As the role of the publisher changes, our traditional partnership in negotiating these issues may deteriorate. The adoption of the online medium for scholarly communication leads to very gradual, iterative shifts in the norms and values of the academy. Spiro, Lisa, “This is why we fight”: Defining the values of the digital humanities, in Debates in the digital humanities, ed.
The 'demand side' of the scholarly communication equation must therefore address the changes in the reading habits of consumers of published research. Although it might seem that any of these could be used to refer to the key process implied in the etymology of the term (that is, making something public), it is generally agreed that publication is the most restricted of the terms (although there is much overlap in their common usage). 20 Bob Shoemaker, 'The Future of the (e)Book', History Matters (1 December 2015), http://www.historymatters.group.shef.ac.uk/future-ebook/.
Lyons, Rebecca and Samantha Rayner, eds., The Academic Book of the Future (Basingstoke: Palgrave Macmillan, 2016), https://doi. Shoemaker, Bob, 'The Future of the (e)Book', History Matters (1 December 2015), http://www.historymatters.group.shef.ac.uk/future-ebook/. In the following section, we present a qualitative analysis of the effect of digital humanities, as evidenced by the case study database.
20 Lisa Spiro, "This Is Why We Fight": Defining the Values of the Digital Humanities, in Debates in the Digital Humanities, ed. Uniquely rare, of course; these artifacts contribute to the diverse media ecology of digital humanities. Spiro, Lisa, "This Is Why We Fight": Defining the Values of the Digital Humanities, in Debates in the Digital Humanities, ed.
12 Bernard Cerquiglini, In Praise of the Variant: A Critical History of Philology (Baltimore, MD: The Johns Hopkins University Press, 1999). Criticism and evaluation of the discourse code in the (digital) humanities has mostly focused on the evaluation of stance tracks and peer review of the 'surface' of the digital.
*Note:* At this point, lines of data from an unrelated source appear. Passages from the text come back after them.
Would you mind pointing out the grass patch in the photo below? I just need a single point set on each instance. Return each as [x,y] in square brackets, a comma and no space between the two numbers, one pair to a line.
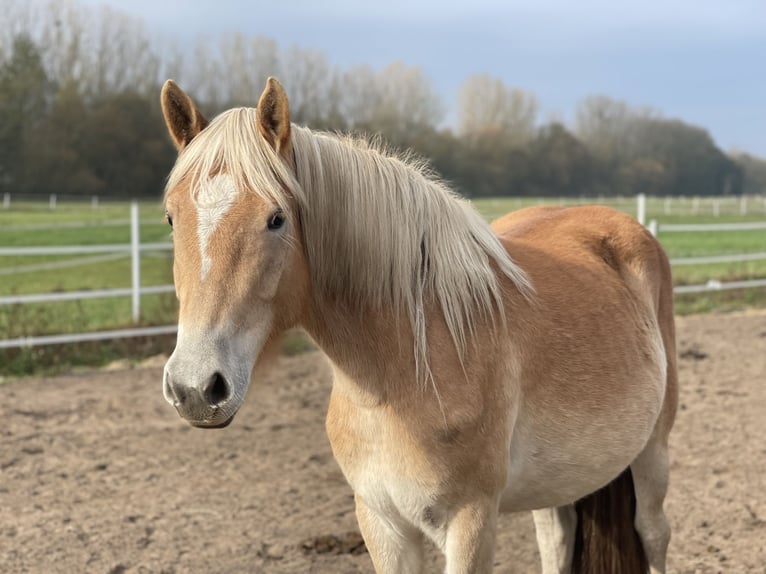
[34,224]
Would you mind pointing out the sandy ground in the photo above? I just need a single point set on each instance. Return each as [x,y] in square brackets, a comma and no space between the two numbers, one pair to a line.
[98,474]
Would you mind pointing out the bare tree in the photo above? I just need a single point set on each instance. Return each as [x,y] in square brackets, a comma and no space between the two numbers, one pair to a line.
[488,106]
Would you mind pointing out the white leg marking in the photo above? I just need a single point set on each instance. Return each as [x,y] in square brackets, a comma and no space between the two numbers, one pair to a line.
[214,198]
[556,528]
[650,480]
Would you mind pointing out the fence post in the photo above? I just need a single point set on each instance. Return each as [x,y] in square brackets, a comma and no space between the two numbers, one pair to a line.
[135,260]
[641,208]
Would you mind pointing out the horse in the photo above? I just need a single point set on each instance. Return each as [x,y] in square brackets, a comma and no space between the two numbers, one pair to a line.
[529,364]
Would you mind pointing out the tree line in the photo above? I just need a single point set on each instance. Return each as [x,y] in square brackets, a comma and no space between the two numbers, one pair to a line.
[79,114]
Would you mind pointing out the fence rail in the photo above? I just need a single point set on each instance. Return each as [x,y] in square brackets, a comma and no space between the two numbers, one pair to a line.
[135,248]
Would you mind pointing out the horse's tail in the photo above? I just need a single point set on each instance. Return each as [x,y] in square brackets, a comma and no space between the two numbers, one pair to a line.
[606,540]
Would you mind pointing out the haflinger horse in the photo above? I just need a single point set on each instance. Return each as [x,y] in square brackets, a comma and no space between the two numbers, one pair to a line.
[526,365]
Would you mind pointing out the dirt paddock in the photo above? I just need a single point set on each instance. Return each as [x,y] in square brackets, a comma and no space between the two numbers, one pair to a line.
[98,474]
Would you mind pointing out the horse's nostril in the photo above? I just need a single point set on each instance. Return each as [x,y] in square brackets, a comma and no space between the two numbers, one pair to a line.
[217,389]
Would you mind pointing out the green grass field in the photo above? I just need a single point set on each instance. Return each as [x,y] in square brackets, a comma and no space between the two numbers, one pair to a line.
[34,224]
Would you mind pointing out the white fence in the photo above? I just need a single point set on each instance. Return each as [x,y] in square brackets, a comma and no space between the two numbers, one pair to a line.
[135,291]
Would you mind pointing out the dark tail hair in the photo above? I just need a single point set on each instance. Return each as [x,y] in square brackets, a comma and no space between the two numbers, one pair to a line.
[606,541]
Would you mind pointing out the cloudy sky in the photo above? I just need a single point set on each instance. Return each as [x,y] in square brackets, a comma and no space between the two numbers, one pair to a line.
[703,61]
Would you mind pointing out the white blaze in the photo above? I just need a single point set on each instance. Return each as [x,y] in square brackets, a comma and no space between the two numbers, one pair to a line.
[214,199]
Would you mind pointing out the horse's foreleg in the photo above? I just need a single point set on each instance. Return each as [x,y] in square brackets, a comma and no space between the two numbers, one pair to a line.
[394,546]
[470,545]
[650,482]
[556,529]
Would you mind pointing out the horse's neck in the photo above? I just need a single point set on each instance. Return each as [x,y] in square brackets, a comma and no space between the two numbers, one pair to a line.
[372,349]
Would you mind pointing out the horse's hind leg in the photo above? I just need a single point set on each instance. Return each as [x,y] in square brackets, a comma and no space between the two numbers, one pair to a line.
[556,529]
[650,480]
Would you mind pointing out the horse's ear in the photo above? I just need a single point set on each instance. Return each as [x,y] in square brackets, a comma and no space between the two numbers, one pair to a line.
[274,118]
[182,117]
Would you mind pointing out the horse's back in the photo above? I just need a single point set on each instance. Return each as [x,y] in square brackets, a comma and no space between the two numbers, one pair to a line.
[593,345]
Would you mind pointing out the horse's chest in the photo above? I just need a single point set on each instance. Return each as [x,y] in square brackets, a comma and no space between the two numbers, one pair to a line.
[381,461]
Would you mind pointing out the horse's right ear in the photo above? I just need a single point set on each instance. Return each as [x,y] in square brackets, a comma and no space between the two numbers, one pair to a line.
[182,117]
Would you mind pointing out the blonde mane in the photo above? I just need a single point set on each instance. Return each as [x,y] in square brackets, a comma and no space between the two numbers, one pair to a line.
[380,231]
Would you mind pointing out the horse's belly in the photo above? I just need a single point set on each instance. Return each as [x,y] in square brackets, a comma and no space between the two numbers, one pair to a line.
[556,460]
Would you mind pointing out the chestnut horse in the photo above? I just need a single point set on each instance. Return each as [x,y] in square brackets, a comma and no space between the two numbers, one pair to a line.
[527,365]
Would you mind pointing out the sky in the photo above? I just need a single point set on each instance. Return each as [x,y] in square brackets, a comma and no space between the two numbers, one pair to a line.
[702,61]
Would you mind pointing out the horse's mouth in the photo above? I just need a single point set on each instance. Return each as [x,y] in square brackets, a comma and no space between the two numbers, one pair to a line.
[212,425]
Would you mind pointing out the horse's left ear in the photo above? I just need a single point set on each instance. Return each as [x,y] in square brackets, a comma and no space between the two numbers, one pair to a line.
[183,119]
[274,118]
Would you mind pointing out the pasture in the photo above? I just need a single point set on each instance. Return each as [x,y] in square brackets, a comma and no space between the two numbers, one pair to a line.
[100,475]
[35,224]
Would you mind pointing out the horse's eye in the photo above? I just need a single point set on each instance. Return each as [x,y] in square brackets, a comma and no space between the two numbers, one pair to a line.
[276,220]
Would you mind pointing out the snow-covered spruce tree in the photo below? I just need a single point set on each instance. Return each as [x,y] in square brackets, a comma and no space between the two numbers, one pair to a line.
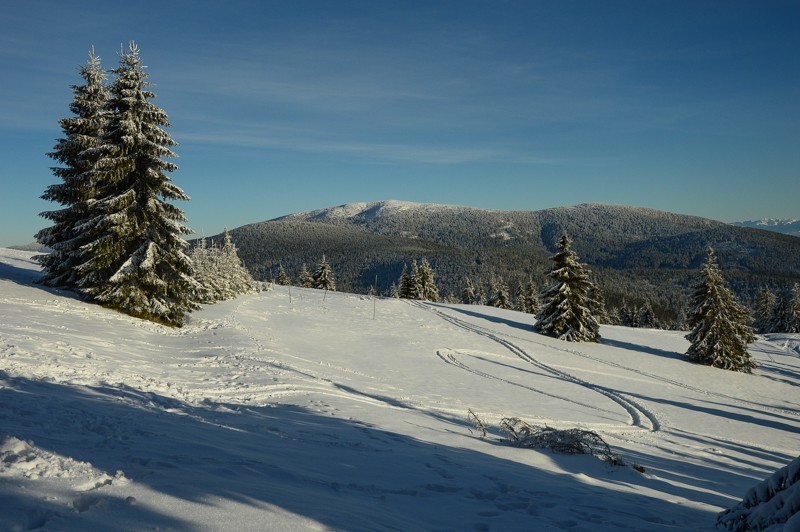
[772,504]
[498,294]
[720,325]
[764,310]
[283,278]
[468,296]
[567,308]
[424,280]
[219,271]
[646,318]
[786,317]
[238,280]
[527,299]
[203,268]
[305,277]
[323,276]
[599,310]
[77,153]
[414,285]
[405,283]
[135,253]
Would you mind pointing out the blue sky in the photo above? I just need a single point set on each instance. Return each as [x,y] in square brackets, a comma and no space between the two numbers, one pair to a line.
[685,106]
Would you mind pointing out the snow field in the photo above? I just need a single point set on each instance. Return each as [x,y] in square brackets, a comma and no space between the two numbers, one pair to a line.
[262,414]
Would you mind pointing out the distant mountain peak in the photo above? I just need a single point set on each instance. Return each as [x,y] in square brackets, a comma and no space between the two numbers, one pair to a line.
[786,226]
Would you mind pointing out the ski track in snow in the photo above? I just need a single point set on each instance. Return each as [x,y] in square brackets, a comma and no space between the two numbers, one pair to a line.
[639,416]
[261,412]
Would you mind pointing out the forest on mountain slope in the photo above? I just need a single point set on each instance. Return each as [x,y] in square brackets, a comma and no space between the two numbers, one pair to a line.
[637,255]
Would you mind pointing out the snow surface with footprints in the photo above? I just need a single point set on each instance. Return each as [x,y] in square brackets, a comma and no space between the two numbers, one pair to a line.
[334,412]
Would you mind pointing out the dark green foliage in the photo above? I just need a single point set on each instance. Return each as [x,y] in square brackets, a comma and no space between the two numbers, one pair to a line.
[306,279]
[323,277]
[424,283]
[639,254]
[764,310]
[567,309]
[499,295]
[283,278]
[77,153]
[720,325]
[135,259]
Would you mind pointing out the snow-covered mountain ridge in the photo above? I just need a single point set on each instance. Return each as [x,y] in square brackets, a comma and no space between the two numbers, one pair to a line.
[635,250]
[302,410]
[789,226]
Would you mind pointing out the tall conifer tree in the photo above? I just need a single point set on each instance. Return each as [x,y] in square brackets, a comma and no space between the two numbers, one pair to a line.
[136,253]
[720,325]
[567,307]
[324,278]
[77,152]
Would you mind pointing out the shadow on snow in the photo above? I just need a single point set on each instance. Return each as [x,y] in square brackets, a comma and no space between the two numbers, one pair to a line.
[339,472]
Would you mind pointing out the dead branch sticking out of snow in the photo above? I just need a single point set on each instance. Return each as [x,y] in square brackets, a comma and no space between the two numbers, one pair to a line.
[562,441]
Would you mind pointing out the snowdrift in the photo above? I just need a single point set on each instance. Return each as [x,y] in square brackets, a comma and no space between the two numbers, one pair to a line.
[340,413]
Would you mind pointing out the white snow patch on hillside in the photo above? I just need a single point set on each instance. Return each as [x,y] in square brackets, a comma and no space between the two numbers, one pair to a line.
[329,412]
[377,209]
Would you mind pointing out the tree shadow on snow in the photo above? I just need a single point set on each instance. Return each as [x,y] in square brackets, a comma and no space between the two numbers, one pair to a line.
[641,348]
[342,473]
[527,327]
[29,277]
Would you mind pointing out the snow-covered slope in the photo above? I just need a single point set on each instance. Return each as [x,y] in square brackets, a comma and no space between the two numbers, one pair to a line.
[302,410]
[786,226]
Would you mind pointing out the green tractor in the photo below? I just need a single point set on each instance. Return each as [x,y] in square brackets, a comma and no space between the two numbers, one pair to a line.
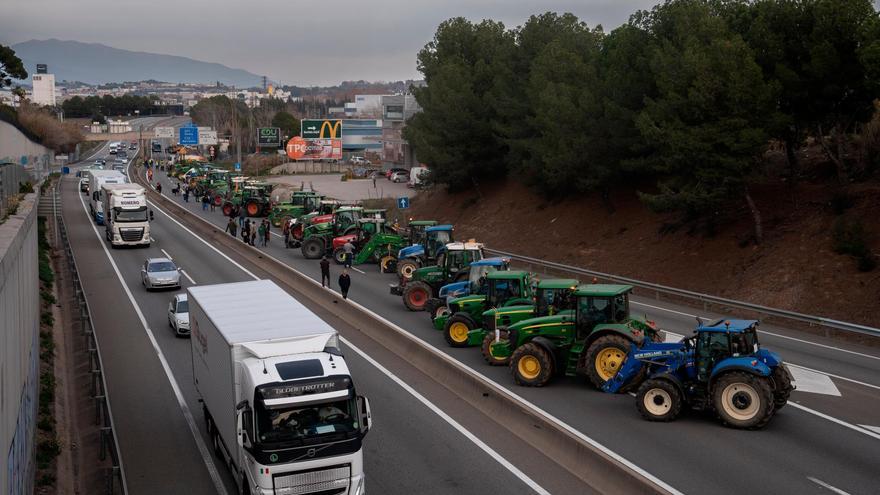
[254,197]
[594,340]
[301,203]
[317,238]
[453,262]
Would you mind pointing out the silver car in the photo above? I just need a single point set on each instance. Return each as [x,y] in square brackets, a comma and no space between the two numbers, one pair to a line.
[178,315]
[160,273]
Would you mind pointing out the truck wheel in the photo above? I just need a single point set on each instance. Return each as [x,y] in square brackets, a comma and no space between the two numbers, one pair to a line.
[339,256]
[313,248]
[456,329]
[406,268]
[604,357]
[743,400]
[531,365]
[485,350]
[658,400]
[415,295]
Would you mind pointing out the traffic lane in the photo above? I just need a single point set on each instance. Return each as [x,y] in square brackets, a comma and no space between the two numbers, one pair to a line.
[437,463]
[557,400]
[137,386]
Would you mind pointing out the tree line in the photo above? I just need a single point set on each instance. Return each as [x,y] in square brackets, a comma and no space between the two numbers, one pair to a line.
[681,102]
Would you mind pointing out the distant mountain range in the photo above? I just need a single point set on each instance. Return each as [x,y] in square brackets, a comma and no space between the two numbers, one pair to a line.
[98,64]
The current practice of "black-boxing" code results in a neglect of its epistemological contributions and jeopardizes one of the key components of knowledge production in the digital humanities.
The development of the software is driven by tasks specific to the research at hand. The latter model relates to the content, the data as meaningful concepts and the analytical part of the research.
Cerquiglini, Bernard, In Praise of the Variant: A Critical History of Philology (Baltimore, MD: The Johns Hopkins University Press, 1999). Kemman, Max, Martijn Kleppe, and Stef Scagliola, “Just Google It: Digital Research Practices of Humanities Scholars,” in Proceedings of the Digital Humanities Congress 2012, ed. What has been the experience of digital humanities communities with the evaluation of digital scholarship in the years before c.
In short: what is the history of the acquisition and development of evaluative methods for evaluating digital scholarship in the humanities. This chapter contributes to this volume by presenting an overview of the trajectory and contours of debates about digital scholarship and communication that occurred in the humanities computing community. 9 American Council of Learned Societies, Our Cultural Commonwealth: Report of the American Council of Learned Societies Commission on Cyber Infrastructure for the Humanities and Social Sciences (New York: American Council of Learned Societies, 2006), p.
To explore these questions further, and thus to understand more about the antecedents of the evaluation of digital scholarship, I will map some of the conversations that the computing humanities community engaged in in the years before ca. In this way, I believe, the unfortunate reception digital scholarship sometimes receives from the wider community partly explains the ambivalence that some members of the computing humanities community expressed towards the evaluation of digital scholarship in the conversations summarized below.31 The conversations that took place about the evaluation of digital scholarship will now be presented, beginning with discussions about what outputs could be considered peer review. One of the richest sources of discussion about experiences with and attitudes toward the evaluation and peer review of digital scholarship that I have come across is contained in the Humanist archives.
As we will see, social and dialogical factors over the longer term also played a role in convincing the humanities computing community of the need to formally evaluate digital science in the humanities. Almost all of the "G10" (that is, the top thirteen research institutions of Canada) have institutionalized digital humanities activities in the form of degree […] programs […] or through institutes. Is it merely a coincidence that peer review efforts bear a particular kind of fruit, and exert a particular influence, around the time of the 'emergence' of the term digital humanities.
Is it plausible to suggest that advances made in the digital evaluation of scholarship have contributed to the institutionalization of the digital humanities. And, if so, what role can digital evaluation play in the ongoing development and institutionalization of the digital humanities. As indicated by Goldfield, peer review is closely connected to disciplinary identity.68 Our approaches to the evaluation of digital science in the coming years are of crucial importance, not only in terms of the field's ongoing institutionalization, but also in terms of what peer review can reveal about the digital humanities.